I think I need a “fashion tutor” of sorts. None of my friends are real “fashion people.” Fashion people don’t like having friends like me because I don’t care about how I look. Fashion people not only care about how they look, they care about how everyone around them looks too.
Whenever I’m downtown, I always see groups of them. They all have designer jeans, which I can’t wear because my ass is too big. If I wore these jeans, my asscrack would show when I sat down. That obviously doesn’t stop some people, but my asscrack is for private viewing only. These girls also wear pretty suede boots and large funky earrings. Usually a few will wear some kind of oddly cut shirt that I would need a set of instructions to wear properly.
So, having a fashion tutor would be really cool. There doesn’t seem to be way to just sit down and teach myself how to dress well the way you can sit down and learn a language or a particular field of study. You either have a knack for it or you don’t.
However, I’m afraid that knowing a lot about things like fashion could be a clue about someone’s personality and values. Of course, every fashionista is not going to be a snob. Our fashion editor at Feedback was one of the nicest people there, in fact. But I think that generally speaking, people who put a lot of time into fashion may be lacking in some key areas. Obviously, I don’t have to be friends with this made-up fashion tutor, but I’d really hate to be three weeks into the wardrobe makeover and find out she was fucking my boyfriend or something.
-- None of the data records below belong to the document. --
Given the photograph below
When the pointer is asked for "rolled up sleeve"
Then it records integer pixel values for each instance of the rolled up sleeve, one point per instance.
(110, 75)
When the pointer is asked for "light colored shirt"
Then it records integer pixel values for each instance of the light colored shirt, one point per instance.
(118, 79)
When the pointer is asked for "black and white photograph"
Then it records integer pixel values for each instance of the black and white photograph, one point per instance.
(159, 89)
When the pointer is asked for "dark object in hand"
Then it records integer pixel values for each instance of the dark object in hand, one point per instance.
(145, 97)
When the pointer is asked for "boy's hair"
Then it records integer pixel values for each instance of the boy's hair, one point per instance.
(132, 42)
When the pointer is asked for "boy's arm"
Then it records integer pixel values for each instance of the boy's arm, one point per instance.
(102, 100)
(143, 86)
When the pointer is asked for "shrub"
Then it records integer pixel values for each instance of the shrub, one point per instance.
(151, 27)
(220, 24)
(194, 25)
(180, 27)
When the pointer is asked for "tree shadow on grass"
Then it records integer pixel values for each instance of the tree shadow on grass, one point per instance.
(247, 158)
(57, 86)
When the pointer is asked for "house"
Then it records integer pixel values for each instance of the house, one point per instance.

Anyway, I went to the mall today. This time, the items there were bothering me more than the people I had to dodge. I used to love Express, but I’m getting ready to write that place off for good. Their clothes are reaching a level of suck higher than I’ve ever seen. Their little marketing concept is “I wish…” So one of the displays has sayings like “I wish I was a rockstar” and “I wish I had a new wardrobe” and “I wish my boyfriend were cuter” and “I wish my boyfriend had more money.”
Make your own goddamn money, triflin’ whore.
Gus and I got a couple of Frulatis and walked around for awhile. After he didn’t find any new shoes for himself, I was afraid we’d finish our trip to hell on earth with nothing to show for it. Not that Gus needs new shoes. We have a whole room in our house dedicated to his sneaker collection.
But our trip was well worth it. We bought living room furniture. I’m so happy about this I want to shout it from the rooftops and go dancing in the streets. We’ve been looking for new couches since the dawn of time. The ones we have now are cheap, ugly and uncomfortable. We’re giving one of them away for free and praying to God almighty that someone comes and hauls it away.
Our new couch is gray and soft. Instead of getting two couches like we planned, we got a giant red leather recliner that we can sit in together. It seemed like a brilliant step in furniture innovation to us, but I guess it wasn’t to the rest of the world because it was one of a few items in the store that was on sale for half the price.
I am overjoyed about this. Now all we need is a bedroom set before our new mattress comes next week and we’ll be all set.
I still hate the mall though.
Bonus points to whoever knows where this post’s title came from. Also, I’m watching Robot Chicken right now and their “Zombie Idol” sketch is hilarious. It’s good to know that Ryan Seacrest knows he’s a douche.